The Mystery of Aganippe Fossa

Snake scar on Mars

This image from ESA’s Mars Express shows Aganippe Fossa, a fascinating groove at the base of Mars’s colossal Arsia Mons volcano. Credit: ESA/DLR/FU Berlin

A fascinating feature takes centre stage in this new image from ESA’s Mars Express: a dark, uneven scar cutting through the marble ground at the base of a gigantic volcano.

This scar, known as Aganippe Fossa, is an irregular, approximately 600 km long feature known as a graben: a trench-like groove with steep walls on either side.

Aganippe Fossa cuts through the lower flank of one of Mars‘s largest volcanoes, Arsia Mons. Mars Express regularly observes Arsia Mons and its nearby companions in the Tharsis region, home to several of Mars’s giant volcanoes. This includes Olympus Mons, the tallest volcano in the solar system (visible on the context map accompanying this new image, as is Arsia Mons).

Arsia Mons itself is 435 km in diameter and rises more than 9 km above the surrounding plains. For context, the highest dormant volcano on Earth, Ojos del Salado on the border between Argentina and Chile, is less than 7 km high.

Broader view of Aganippe Fossa

This image shows Aganippe Fossa, a winding groove at the base of the giant Arsia Mons volcano on Mars, in a broader context. The area outlined by the larger white box shows the region captured by the High Resolution Stereo Camera on board ESA’s Mars Express orbiter on 13 December 2023 during orbit 25189, while the smaller white box shows the part of the surface seen in these new images. Credit: NASA/MGS/MOLA Science Team

Seeping lava

We still don’t know how and when Aganippe Fossa formed, but it seems likely that it was formed when magma rose from beneath the colossal mass of the Tharsis volcanoes, stretching and tearing the Martian crust.

In this image, Mars Express’s High Resolution Stereo Camera (HRSC) captures two different types of terrain: so-called hilly terrain, which consists of many irregularly shaped hills and valleys all close together, and lobate terrain, which consists of gently rolling cliffs and rocky scree.

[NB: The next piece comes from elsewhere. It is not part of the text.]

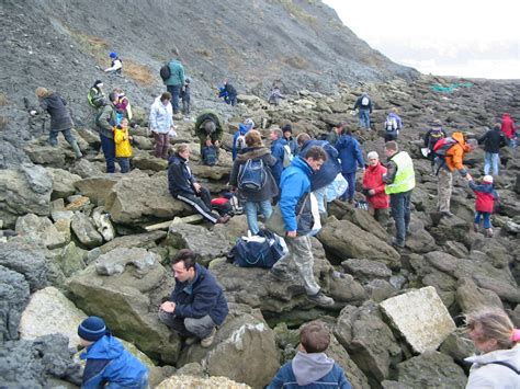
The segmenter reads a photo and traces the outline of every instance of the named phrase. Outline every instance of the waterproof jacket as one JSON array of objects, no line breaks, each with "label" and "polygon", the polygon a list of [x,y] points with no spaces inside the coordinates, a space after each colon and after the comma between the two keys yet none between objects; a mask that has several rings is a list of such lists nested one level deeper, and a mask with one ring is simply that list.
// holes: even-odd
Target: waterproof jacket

Topography of Aganippe Fossa

This colour-coded topographic image shows Aganippe Fossa, a winding groove at the base of the giant Arsia Mons volcano on Mars. The image was created using data collected by ESA’s Mars Express on 13 December 2023 and is based on a digital terrain model of the region, from which the topography of the landscape can be inferred. Lower parts of the surface are shown in blue and purple, while higher areas are shown in white and red, as indicated on the scale at the top right. Credit: ESA/DLR/FU Berlin

These terrains are characteristic of Arsia Mons’ ring-shaped ‘halo’, a 100,000 square kilometre disk around the base of the volcano, possibly associated with ancient glaciers. Interestingly, this halo is only built up on the northwestern flank of the volcano, probably because prevailing winds from the opposite direction determined where ice settled over time.

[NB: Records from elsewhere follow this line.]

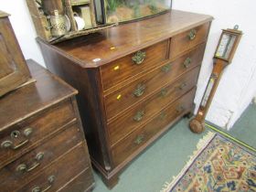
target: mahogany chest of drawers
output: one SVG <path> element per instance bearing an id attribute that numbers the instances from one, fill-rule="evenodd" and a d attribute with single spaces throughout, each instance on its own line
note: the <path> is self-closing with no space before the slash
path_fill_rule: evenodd
<path id="1" fill-rule="evenodd" d="M 37 38 L 49 70 L 80 91 L 91 158 L 109 187 L 193 112 L 211 20 L 173 10 L 56 45 Z"/>
<path id="2" fill-rule="evenodd" d="M 0 100 L 0 190 L 91 191 L 77 91 L 33 60 L 27 64 L 37 81 Z"/>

Windblown dust and sand have also shaped this patch of Mars, creating interesting zebra-like patterns on the right of the image as darker material is deposited on lighter ground (or vice versa!). The surface here also shows evidence of lava flows, dating back to the time when the volcano was active.

Aganippe Fossa in 3D

This stereoscopic image shows Aganippe Fossa, a winding groove at the base of the giant Arsia Mons volcano on Mars. The anaglyph provides a three-dimensional view when viewed through red-green or red-blue glasses. Credit: ESA/DLR/FU Berlin

Exploring Mars

Mars Express has been orbiting the Red Planet since 2003. It is imaging the Martian surface, mapping its minerals, identifying the composition and circulation of its thin atmosphere, investigating the subsurface of the Martian crust, and studying how various phenomena in the Martian environment interact.

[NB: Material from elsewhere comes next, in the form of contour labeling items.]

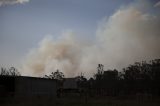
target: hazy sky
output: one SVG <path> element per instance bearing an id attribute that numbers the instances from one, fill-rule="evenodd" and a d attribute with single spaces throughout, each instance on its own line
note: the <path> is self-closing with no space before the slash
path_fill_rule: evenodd
<path id="1" fill-rule="evenodd" d="M 94 40 L 104 18 L 132 2 L 144 0 L 6 1 L 0 0 L 0 66 L 20 66 L 28 52 L 46 35 L 57 38 L 71 30 Z M 150 3 L 158 1 L 150 0 Z"/>
<path id="2" fill-rule="evenodd" d="M 30 0 L 0 6 L 0 65 L 14 65 L 46 35 L 92 38 L 98 22 L 131 0 Z"/>

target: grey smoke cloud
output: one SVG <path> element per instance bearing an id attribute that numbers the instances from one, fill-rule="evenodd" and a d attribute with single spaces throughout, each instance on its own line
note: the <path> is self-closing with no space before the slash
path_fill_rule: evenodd
<path id="1" fill-rule="evenodd" d="M 0 0 L 0 6 L 2 5 L 11 5 L 11 4 L 23 4 L 29 2 L 29 0 Z"/>
<path id="2" fill-rule="evenodd" d="M 154 6 L 141 5 L 120 8 L 105 18 L 95 42 L 79 40 L 72 32 L 44 38 L 28 54 L 22 73 L 42 76 L 59 69 L 66 77 L 81 72 L 91 76 L 99 63 L 121 70 L 135 61 L 160 58 L 160 16 L 146 11 Z"/>

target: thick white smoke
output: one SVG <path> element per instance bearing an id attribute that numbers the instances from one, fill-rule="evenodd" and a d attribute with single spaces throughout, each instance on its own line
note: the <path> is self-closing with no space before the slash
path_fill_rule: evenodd
<path id="1" fill-rule="evenodd" d="M 24 74 L 39 76 L 59 69 L 66 77 L 81 72 L 90 76 L 99 63 L 121 69 L 135 61 L 160 58 L 160 16 L 147 12 L 155 8 L 147 6 L 133 4 L 117 10 L 102 21 L 94 43 L 79 41 L 73 33 L 58 40 L 44 38 L 27 56 Z"/>

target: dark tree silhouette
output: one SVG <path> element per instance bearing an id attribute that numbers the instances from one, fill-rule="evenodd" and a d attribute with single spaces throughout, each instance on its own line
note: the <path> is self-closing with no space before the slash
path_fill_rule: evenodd
<path id="1" fill-rule="evenodd" d="M 1 67 L 1 76 L 20 76 L 20 72 L 15 67 L 10 67 L 9 69 Z"/>
<path id="2" fill-rule="evenodd" d="M 44 77 L 61 81 L 64 79 L 64 74 L 57 69 L 55 72 L 52 72 L 50 75 L 45 75 Z"/>

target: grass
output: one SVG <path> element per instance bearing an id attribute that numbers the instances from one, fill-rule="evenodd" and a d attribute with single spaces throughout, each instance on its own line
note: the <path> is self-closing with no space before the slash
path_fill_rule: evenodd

The spacecraft’s HRSC, responsible for these images, has revealed much about the diverse surface of Mars over the past 20 years. The images reveal everything from wind-sculpted ridges and grooves to sinkholes on the flanks of colossal volcanoes to impact craters, tectonic fractures, riverbeds and ancient lava pools. The mission has been enormously productive throughout its lifetime, delivering a far more complete and precise understanding of our planetary neighbor than ever before.

The High Resolution Stereo Camera (HRSC) on the Mars Express spacecraft is an advanced imaging system designed to study Mars in great detail. Launched by the European Space Agency (ESA) in 2003, the HRSC produces high-resolution, three-dimensional images of the Martian surface, allowing scientists to study the planet’s topography and morphology in unprecedented detail. This camera system uses stereo imaging techniques to produce color images along with topographic maps, allowing researchers to analyze the geology, composition, and physical processes of Mars. The HRSC has been instrumental in providing insights into the planet’s past water activity, volcanic activity, and other dynamic processes.